We first encounter Sandy and Diana Claiborne in the royal suite of an expensive hotel in Rome — all gold cherubs, drapes and white wall moldings. He's a business tycoon, she's high society, and they're behaving like the typical ugly Americans abroad, rightfully infuriated by Italian graft, corruption and inefficiency — but also arrogantly indifferent to Italian culture. They're brusque with the waiter, Sandy's annoyed by the espresso-sized coffee cups, and as a joyful pealing begins outside, Diana exclaims, "Can't anyone turn off those church bells?" The two are in town to collect the corpse of Sandy's father, who died in a car accident, and then hurry back home as soon as possible. But no sooner has impatient Diana huffed back to the States on her own than Alison, a young Englishwoman on a similar errand, arrives: Her mother died in the same car accident as Sandy's father, and Sandy's the only one who takes more than a second to figure out just what this means. Naturally, we're charmed by Alison, a familiar figure from all those '50s movies in which an enchanting young woman jolts a stodgy man out of his rut. Alison gets a little help in this task from the one role that truly resonates: Baldassare Pantaleone, or Baldo, a fast-talking young Italian operator who can fix balky appliances, blow through the bureaucracy, and reveal the sensual joys of Italy to both Sandy and Alison. Baldo is a kind of Cupid, a tempting devil (witness Alison fondling an apple as she attempts to seduce Sandy) and a version of the wily tricksters who track from Commedia del Arte through to eighteenth-century French farce. Fictive Americans and Englishpeople are always finding freedom in sunny Mediterranean climes, but Baldo adds something different: an impish, guilt-free pansexuality. He wants Sandy. He wants Alison — though not quite as much. And he'd be very happy to take them both at once.
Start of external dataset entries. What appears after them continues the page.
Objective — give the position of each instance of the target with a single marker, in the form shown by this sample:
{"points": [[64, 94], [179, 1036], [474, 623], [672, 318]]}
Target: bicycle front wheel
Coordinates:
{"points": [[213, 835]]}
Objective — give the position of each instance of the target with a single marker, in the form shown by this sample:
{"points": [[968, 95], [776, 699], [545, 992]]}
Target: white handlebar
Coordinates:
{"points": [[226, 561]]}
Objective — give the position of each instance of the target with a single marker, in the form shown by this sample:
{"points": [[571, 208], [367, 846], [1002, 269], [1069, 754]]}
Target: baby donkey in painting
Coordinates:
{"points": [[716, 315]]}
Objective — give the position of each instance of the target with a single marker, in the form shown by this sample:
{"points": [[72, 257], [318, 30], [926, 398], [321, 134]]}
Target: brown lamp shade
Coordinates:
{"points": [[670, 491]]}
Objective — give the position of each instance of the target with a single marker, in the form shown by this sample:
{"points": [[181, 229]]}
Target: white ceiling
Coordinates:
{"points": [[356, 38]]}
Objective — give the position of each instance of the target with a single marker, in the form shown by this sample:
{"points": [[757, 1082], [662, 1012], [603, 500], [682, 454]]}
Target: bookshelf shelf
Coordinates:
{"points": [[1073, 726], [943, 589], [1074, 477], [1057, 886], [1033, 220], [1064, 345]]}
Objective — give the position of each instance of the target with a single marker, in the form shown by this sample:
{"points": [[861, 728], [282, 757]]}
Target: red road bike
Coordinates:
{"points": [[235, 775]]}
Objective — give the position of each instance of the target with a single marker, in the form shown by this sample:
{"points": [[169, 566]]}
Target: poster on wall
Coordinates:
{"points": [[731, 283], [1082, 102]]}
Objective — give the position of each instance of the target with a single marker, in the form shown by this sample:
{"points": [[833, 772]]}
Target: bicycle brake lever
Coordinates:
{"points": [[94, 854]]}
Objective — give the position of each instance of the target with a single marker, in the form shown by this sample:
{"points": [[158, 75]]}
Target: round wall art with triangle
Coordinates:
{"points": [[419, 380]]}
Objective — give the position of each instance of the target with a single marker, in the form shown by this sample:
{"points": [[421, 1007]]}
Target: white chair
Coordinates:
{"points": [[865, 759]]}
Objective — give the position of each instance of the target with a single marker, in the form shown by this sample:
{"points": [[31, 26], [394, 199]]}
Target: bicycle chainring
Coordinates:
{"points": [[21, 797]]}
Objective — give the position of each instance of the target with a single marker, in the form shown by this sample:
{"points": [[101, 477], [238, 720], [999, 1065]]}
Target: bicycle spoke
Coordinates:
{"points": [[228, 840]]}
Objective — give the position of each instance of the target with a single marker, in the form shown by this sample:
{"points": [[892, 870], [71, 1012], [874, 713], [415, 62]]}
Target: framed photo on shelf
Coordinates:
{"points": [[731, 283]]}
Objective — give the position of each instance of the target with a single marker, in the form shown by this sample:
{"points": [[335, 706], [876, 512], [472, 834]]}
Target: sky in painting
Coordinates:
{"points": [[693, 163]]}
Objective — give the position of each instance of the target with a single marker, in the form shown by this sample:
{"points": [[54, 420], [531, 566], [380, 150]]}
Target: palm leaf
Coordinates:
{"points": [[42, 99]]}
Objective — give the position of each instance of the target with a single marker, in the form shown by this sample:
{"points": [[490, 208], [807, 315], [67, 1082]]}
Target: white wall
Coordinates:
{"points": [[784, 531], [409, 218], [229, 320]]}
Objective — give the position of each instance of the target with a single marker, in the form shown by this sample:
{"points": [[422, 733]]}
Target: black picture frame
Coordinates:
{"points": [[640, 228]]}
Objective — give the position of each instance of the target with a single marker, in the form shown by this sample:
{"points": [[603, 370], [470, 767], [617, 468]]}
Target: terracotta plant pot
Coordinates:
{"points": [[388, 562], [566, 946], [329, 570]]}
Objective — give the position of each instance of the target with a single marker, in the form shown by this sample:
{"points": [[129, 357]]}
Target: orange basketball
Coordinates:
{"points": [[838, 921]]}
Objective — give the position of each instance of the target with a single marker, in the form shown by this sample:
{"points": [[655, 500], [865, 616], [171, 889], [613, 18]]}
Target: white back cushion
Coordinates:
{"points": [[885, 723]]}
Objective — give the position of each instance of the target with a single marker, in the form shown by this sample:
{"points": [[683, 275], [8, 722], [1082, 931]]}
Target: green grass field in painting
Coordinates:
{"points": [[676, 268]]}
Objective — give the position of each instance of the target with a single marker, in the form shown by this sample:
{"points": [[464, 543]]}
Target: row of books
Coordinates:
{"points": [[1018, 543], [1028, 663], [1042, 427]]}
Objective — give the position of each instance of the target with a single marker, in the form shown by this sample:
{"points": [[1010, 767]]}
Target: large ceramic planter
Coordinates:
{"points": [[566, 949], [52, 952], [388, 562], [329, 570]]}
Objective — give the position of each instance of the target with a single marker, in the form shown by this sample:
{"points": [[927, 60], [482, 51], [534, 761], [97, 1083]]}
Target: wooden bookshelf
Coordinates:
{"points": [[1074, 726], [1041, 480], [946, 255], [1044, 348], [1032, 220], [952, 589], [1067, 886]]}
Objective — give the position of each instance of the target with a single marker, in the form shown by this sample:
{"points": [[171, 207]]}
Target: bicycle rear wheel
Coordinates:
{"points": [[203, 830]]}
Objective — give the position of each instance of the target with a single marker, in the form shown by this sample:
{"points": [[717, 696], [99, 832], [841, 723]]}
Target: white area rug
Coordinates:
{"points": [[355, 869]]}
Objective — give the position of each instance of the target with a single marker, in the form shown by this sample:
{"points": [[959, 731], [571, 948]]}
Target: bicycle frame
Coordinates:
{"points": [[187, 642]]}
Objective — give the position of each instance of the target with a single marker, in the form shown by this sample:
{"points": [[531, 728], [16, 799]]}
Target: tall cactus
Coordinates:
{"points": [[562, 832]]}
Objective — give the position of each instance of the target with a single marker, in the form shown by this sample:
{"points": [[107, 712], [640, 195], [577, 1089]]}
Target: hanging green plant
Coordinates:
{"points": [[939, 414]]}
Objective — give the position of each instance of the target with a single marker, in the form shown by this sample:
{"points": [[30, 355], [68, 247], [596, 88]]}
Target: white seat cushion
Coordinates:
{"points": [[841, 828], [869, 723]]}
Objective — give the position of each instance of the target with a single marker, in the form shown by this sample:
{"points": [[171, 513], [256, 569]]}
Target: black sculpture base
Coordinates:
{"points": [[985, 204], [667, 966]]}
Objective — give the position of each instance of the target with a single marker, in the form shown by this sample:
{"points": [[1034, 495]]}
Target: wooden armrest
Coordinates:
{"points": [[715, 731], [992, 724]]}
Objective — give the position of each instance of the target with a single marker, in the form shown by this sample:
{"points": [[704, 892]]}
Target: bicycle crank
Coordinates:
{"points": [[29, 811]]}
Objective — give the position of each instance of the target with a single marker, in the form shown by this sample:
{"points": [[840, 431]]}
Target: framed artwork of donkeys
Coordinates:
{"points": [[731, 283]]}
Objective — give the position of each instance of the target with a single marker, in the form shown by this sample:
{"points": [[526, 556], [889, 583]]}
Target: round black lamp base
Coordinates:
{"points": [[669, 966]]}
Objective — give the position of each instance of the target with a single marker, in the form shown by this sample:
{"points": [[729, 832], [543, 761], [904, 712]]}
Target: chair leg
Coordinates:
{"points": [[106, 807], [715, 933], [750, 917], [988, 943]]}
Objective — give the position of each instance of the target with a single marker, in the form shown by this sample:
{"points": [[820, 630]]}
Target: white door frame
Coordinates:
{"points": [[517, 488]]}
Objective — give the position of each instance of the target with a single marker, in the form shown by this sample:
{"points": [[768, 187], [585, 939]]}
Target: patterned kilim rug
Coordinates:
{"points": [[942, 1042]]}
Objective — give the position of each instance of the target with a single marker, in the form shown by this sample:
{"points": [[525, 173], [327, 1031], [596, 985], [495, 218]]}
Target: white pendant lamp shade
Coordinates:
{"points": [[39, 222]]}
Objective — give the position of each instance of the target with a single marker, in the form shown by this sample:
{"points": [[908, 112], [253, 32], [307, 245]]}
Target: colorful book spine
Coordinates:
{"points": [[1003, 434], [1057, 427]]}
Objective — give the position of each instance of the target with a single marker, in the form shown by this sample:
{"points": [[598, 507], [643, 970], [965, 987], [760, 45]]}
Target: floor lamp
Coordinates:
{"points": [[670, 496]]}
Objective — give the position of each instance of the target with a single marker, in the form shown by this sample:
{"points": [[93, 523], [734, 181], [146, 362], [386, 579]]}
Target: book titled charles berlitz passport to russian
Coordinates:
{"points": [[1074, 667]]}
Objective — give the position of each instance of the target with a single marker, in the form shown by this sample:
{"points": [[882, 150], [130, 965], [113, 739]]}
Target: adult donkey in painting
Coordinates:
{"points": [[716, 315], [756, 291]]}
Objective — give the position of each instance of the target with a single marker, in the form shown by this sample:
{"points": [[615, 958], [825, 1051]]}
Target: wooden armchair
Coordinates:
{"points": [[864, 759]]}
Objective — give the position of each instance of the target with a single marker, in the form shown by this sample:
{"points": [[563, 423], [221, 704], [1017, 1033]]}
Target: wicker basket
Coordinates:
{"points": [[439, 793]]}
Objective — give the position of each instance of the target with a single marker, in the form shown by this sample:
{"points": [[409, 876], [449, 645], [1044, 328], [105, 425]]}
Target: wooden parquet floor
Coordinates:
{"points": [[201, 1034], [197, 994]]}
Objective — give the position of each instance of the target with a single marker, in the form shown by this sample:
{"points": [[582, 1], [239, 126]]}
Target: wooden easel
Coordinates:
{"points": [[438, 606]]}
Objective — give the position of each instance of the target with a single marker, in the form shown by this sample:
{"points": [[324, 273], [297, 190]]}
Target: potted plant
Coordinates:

But halfway through the action, Baldo leaves the stage and we're stuck with the lovers, as well as dialogue that's become so insipid that it's impossible to care very much how this affair turns out. There are also plot turns that make no sense at all (and I'm not talking about the farcical, all-stops-out film director scene, which is meant to be outrageous). At one point, Sandy unleashes a terrible destructive temper, but there's been no sign of this character defect earlier, and it never shows up again; on the contrary, he becomes a whipped dog whenever Diana's around. And the Diana who returns at the end of the play isn't the woman we met earlier. She's still powerful, but she's much, much kinder — as though author Taylor had decided he needed to dial down the nasty to make the ending more palatable. Too bad, because the nasty was interesting. And when Alison, a small-time actress who's never shown any particular longing for the big time, observes wistfully that it's Diana, not her, who's the true star, the statement comes completely out of left field. Sandy loves Alison because she's funny, fresh and full of life, not because he's looking for a star. Whatever that word means.

Brian Landis Folkins is very good at conveying Sandy's swings from bullying businessman to befuddled lover, but his performance needs more vitality. Bethany Lillis as Alison and Rachel Bouchard as Diana have their strengths, but both lack the timing that might make some of the saggier dialogue zing. Playing Baldo, Michael Bouchard runs off with the evening. He's filled with bravado but also waiflike, authoritative — Italy once ruled the world as America does now, Baldo observes, but "we gave it up. It was too much trouble" — and accommodating, full of fakery and grand gesture and still very appealingly human. This performance alone makes a A Touch of Spring worth your time.